Gaming - HyperParasite

The Defective Inspector latches on to HyperParasite by Troglobyte Games...

The year is 1980-something. The timeline has been skewed and the world has unravelled into a neon dystopia circa 1980-other-something. Following the destruction of millions of lives during World War 3 the globe faces another threat, YOU. Welcome to HyperParasite, a game where the 80s gets darker and brighter at the same time!

At its core HyperParasite is a roguelike top down bullet hell shooter where instead of picking characters, like in Nuclear Throne or Binding of Isaac, you pick them in the literal sense by using your fluorescent tentacles. You latch onto and inhabit nearby humanoids and utilise their abilities for your own sadistic pleasures. The premise alone works really well, there is a tactical advantage to picking particular people over others but desperation can force you to be innovative. You see, your host bodies despite being fleshy and disposable are without a doubt stronger than your parasitic self. So between some epic dodging and quick thinking the game gives you a unique but fun twist on the roguelike top down shooters out there at the moment.

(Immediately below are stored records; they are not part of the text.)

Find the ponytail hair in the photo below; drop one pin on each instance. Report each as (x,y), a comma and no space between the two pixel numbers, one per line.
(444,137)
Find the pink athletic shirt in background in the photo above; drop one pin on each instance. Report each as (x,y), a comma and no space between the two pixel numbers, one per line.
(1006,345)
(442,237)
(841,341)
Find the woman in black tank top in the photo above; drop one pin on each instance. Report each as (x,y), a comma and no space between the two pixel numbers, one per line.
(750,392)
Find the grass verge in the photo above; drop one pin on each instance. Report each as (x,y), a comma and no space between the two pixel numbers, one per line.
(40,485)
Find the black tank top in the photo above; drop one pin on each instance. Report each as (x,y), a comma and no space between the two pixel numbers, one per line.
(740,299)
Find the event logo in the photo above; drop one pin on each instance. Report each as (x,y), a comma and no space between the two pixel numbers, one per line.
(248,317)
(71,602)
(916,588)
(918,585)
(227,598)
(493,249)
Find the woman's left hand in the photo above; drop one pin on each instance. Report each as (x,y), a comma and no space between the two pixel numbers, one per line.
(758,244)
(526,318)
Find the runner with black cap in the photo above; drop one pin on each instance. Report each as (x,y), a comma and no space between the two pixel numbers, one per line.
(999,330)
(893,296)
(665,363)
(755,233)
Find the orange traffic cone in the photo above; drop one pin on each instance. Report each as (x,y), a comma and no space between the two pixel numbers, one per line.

Gameplay wise the game is pretty solid. There is an initial tutorial to give you a basic awareness of the game, a few acts to work through to make sure it remains fresh, over 15 people PER ACT to inhabit. There is a lot to love about it and not much to pick apart. Couple in the fact the game is still in early access and you can colour me impressed. Even the pace of the game seems right, it’s not overtly fast like some bullet hell titles can be but I don’t feel held back by game mechanics. The AI, while not complex, are competent enough to make my experience challenging and the randomly created dungeons in each act ensures I am kept entertained when I inevitably die from a stray projectile or unwieldy hobo with a shopping cart.

To increase replay-ability further not every human can be inhabited immediately. One of the few carry overs to this roguelike is your ability to spend cash to unlock access to more humans. There are 15 in each act and each one can theoretically be your host body. Obviously you are enticed to try and inhabit the most powerful enemy you can find but to add an extra wall to your world domination plans you must defeat a boss version of the enemy first. Then you must take its brain to a special (though poorly protected) facility where unlocking of the host body can begin. This means the early game is a lot of dodging, hoping and praying while you slowly amass a fortune of lobes and cash to become the best parasite you can be. It’s a great idea and does add a certain progressive feeling to gameplay without being too grindy.

Aesthetically the game is wonderful. It reminds me of an old 80s movie theatre I used to go to as a child. Bright and flashy neon colours scatter across the streets in Act 1 and while Act 2 takes a more oriental route the same vibrancy seems to continue. I’ve yet to reach Act 3 and the company is still making Act 4 and 5, but I can only presume the fun times will continue accordingly. Even the pixel art has a certain appeal to it, the animations feel pretty smooth and the 80s references are numerous. I’ve counted at least 10 different movie references while playing and that tickles my funny bones with delight. Musically there is a theme forming, techno-like 80s synths dominate the eardrums and inject a little bit of adrenaline into your veins. It’s not a remarkable soundtrack, I’ve yet to find a bullet hell game that made me love the music more than the gameplay, but it’s a good solid well complementing composition.

Overall HyperParasite is a clever twist on a solid concept allowing for gratuitous enjoyment. At a low asking price I can see myself recommending this game to a few people, simply because of the games charm, comedy and calamity are worth the time and money spent. Also the 80s, I have love for you if you were born in the 80s.